Primo Levi nasce nel 1919 a Torino. I genitori, Cesare ed Ester Luzzatti, discendono da un’antica famiglia della borghesia piemontese, originaria della Spagna e della Provenza, ebraica ma non praticante. Primo ha una sorella, Anna Maria, che nasce nel 1921. Nel 1941 si laurea a pieni voti in Chimica presso l’Università di Torino. Dopo l’8 settembre 1943 e l’occupazione nazista, prende contatti con il Partito d’Azione e si sposta in Valle d’Aosta, dove entra a far parte di una banda partigiana. Nel dicembre 1943 è arrestato dalle milizie fasciste, si dichiara ebreo ed è internato nel campo di transito di Fossoli. Nel febbraio 1944 è deportato con i suoi compagni ad Auschwitz-Birkenau, dove lavora come chimico della fabbrica. A metà gennaio 1945 si ammala di scarlattina e per questo non è inserito nella “marcia della morte”, venendo così liberato il 27 gennaio dall’Armata Rossa. Dopo la guerra si sposa ed ha due figli, ricomincia a lavorare come chimico, ma si dedica principalmente all’attività di scrittore, donando al pubblico quelli che diverranno classici della letteratura italiana del XX secolo: Se questo è un uomo (1947), La tregua (1963), I sommersi e i salvati (1986).
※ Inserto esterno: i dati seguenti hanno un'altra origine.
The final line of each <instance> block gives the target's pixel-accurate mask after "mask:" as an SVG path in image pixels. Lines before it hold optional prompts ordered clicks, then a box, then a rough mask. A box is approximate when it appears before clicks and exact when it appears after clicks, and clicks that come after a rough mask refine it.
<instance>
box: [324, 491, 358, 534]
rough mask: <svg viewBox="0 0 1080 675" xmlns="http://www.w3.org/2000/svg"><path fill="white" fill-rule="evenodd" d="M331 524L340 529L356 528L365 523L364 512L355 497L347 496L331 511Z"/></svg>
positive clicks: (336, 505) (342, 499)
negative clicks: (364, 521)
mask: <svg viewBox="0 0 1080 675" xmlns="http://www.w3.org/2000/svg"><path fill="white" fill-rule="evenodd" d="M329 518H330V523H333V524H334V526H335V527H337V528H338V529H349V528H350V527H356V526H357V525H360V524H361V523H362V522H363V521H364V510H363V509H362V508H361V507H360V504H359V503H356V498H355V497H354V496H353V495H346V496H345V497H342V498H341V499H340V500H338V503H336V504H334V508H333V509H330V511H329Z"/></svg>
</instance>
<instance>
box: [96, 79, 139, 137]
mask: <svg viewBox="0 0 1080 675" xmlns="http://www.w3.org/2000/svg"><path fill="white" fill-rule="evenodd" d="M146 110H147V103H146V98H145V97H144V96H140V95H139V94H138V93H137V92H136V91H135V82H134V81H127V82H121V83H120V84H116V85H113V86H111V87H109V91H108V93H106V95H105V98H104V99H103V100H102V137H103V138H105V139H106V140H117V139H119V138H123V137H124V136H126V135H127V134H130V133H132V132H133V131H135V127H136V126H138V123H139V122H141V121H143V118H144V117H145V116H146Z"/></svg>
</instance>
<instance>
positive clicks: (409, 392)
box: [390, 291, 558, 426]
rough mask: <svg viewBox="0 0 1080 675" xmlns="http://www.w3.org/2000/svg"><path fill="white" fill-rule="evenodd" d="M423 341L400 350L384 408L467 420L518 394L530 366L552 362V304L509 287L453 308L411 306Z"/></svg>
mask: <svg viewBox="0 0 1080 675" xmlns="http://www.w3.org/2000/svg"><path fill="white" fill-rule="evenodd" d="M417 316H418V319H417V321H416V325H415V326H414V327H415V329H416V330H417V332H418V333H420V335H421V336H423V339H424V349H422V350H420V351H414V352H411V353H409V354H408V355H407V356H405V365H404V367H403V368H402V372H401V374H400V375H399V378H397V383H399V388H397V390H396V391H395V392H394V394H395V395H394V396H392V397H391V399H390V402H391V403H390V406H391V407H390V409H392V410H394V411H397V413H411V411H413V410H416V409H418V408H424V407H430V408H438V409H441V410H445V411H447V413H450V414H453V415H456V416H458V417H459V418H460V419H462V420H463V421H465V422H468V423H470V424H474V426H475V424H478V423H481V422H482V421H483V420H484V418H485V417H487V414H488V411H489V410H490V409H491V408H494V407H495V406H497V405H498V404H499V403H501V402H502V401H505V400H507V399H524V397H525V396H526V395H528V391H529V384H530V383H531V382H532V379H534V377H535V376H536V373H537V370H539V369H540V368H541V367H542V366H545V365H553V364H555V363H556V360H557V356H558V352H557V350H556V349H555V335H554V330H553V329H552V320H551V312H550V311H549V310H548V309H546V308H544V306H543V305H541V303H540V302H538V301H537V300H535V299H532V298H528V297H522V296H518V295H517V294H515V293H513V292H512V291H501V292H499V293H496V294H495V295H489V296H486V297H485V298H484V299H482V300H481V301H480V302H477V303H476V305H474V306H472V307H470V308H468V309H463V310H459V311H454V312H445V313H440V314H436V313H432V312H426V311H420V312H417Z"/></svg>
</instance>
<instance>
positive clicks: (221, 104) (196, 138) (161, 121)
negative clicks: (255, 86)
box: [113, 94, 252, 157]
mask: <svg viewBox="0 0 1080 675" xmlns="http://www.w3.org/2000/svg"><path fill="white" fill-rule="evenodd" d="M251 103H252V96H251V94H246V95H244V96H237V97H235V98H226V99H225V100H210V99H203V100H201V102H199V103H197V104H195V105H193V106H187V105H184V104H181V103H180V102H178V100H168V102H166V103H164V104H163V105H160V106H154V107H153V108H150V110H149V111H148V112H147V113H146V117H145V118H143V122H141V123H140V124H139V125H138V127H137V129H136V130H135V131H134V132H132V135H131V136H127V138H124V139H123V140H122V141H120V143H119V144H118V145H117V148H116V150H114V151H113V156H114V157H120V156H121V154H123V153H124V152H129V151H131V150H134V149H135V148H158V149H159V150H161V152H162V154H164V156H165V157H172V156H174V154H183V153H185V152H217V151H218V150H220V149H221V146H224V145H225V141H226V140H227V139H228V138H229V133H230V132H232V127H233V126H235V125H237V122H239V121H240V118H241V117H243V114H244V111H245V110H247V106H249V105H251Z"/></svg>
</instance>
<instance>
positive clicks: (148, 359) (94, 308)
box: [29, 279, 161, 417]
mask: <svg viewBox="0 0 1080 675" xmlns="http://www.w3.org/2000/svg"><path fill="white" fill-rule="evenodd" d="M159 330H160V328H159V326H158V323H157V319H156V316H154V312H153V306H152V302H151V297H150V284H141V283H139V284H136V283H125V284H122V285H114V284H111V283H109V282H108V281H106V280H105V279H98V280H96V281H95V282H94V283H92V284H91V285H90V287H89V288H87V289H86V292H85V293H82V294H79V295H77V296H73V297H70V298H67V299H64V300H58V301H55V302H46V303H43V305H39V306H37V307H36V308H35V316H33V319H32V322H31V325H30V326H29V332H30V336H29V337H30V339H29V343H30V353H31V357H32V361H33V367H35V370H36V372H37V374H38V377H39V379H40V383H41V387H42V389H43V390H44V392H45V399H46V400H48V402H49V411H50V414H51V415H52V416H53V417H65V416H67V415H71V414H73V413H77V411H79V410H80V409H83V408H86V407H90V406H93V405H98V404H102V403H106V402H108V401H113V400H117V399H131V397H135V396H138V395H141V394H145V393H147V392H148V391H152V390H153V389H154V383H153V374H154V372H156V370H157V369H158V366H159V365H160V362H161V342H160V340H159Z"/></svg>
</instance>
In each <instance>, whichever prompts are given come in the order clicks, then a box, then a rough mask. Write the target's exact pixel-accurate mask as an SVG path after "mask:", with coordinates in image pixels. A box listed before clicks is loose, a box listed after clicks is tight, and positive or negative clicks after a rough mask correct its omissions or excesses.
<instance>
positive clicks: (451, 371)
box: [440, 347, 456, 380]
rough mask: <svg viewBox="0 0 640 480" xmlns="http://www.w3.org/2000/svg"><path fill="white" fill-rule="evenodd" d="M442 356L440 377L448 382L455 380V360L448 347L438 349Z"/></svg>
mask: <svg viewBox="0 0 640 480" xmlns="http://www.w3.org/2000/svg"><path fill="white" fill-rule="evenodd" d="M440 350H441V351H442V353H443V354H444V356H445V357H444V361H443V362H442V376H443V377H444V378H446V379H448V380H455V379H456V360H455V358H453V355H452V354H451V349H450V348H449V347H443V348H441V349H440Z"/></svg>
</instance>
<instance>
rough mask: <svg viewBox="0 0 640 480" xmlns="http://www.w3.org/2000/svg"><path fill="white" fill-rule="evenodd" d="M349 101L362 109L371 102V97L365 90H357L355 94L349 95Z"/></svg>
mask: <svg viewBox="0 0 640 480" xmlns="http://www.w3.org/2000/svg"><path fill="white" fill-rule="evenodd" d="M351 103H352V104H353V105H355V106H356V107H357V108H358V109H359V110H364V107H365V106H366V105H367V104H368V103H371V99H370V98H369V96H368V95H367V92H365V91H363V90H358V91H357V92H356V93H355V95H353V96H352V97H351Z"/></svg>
Muore suicida l’11 aprile 1987.
Sion Burbea, Franco Schönheit, Sami Modiano, Ida e Stella Marcheria, Nathan Cassuto e Anna di Gioacchino, Luciana Nissim, Enrico Blasi, Nedo Fiano, Rosa Hanan, Amalia e Lina Navarro sono altri sopravvissuti, che hanno testimoniato quell’immane tragedia.
L’ultima sezione della mostra è intitolata I Giovani ricordano la Shoah, perché se è stata tanto fondamentale e preziosa la testimonianza della generazione che ha subito quegli orrori, ancor più fondamentale e doveroso deve essere  il ricordo da parte delle generazioni future.
La mostra resterà aperta fino al 15 Marzo. L’ingresso è gratuito.